Match-fixing in sports is increasingly being used by organised crime groups to launder large sums of dirty money, according to a recent Europol report.

The situation report released last month by the EU law enforcement agency warns that sports corruption is often addressed only from the perspective of sports integrity because practitioners lack awareness on the involvement of organised crime.

Europol’s analysis identified links between the individuals involved in the manipulation of sports competitions at a lower level for merely financial gain, and other more sophisticated criminal networks behind the scenes.

“These criminal networks are often the ‘engine’ behind sports corruption, and often use this criminal activity to launder their illicitly obtained assets,” Europol said.

Football is the most targeted and manipulated sport by international organised crime groups because if its worldwide popularity, financial dimension and large turn-over betting market attached to it.

The size of the global betting market is estimated at €1.7 trillion, with football on its own accounting for €895 million.

Europol warned that South-East Asian, and particularly Chinese, networks were trying to acquire smaller football clubs in financial difficulty for the purpose of sport manipulation.

“Individuals and companies are involved in taking control, or attempting to do so, of EU football clubs for the purpose of betting-related match-fixing. Details of the concrete involvement of Chinese organised crime groups operating in or having an impact on the EU in sports corruption remain a major intelligence gap,” Europol said.

Buying or sponsoring clubs

Europol said the more ‘professional’ method used by certain crime groups was to buy a club, or sponsor it to an extent of gaining effective control over the team.

The targeted club is bought for the sole purpose of fixing matches and to launder money.

“High illegal gains are secured through the execution of an extended series of manipulated matches for betting purposes,” Europol said.

This is an increasing trend especially in football, where clubs of lower divisions, sometimes beset by heavy financial problems, are taken over by foreign individuals and companies.

Europol said that it is commonly observed that the new investors of a club will transfer specifically selected foreign players in the targeted teams and use them to execute match-fixing schemes.

Europol said the current intelligence picture indicates the existence of indigenous crime groups that originate from, and operate in the EU, in addition to other international organisations from Asia, Russian-speaking countries and Armenia.

Europol said these organisations tend to use established legal businesses to move their money through the sports world.

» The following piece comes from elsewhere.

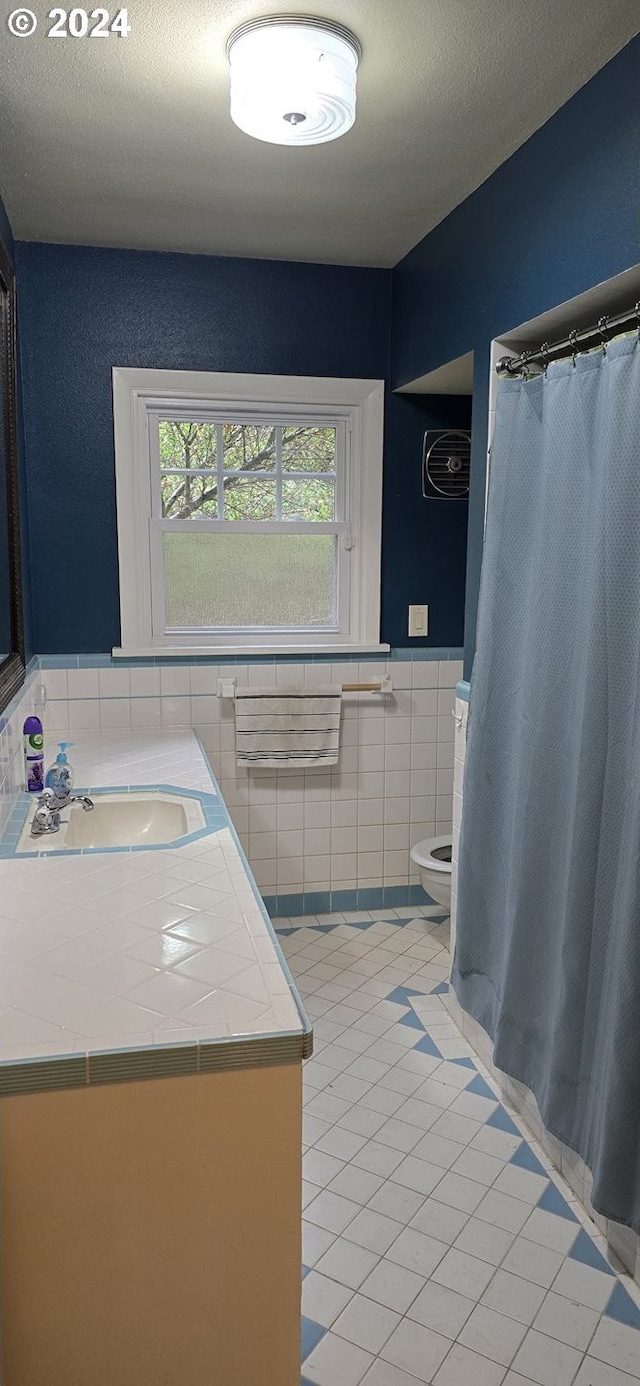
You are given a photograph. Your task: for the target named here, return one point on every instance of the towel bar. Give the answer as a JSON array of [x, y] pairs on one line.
[[226, 688]]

The legal structures are most often players’ agent companies, organisers of sporting events, gambling-related companies, or even football clubs that are partially or fully owned by top individuals involved in sports corruption, Europol warned.

The criminal structures are multi-layered with the financers sitting at the top of the pyramid that also includes intermediaries at national and local level.

At the bottom of the structure are the players, referees and officials, who are paid off to fix matches.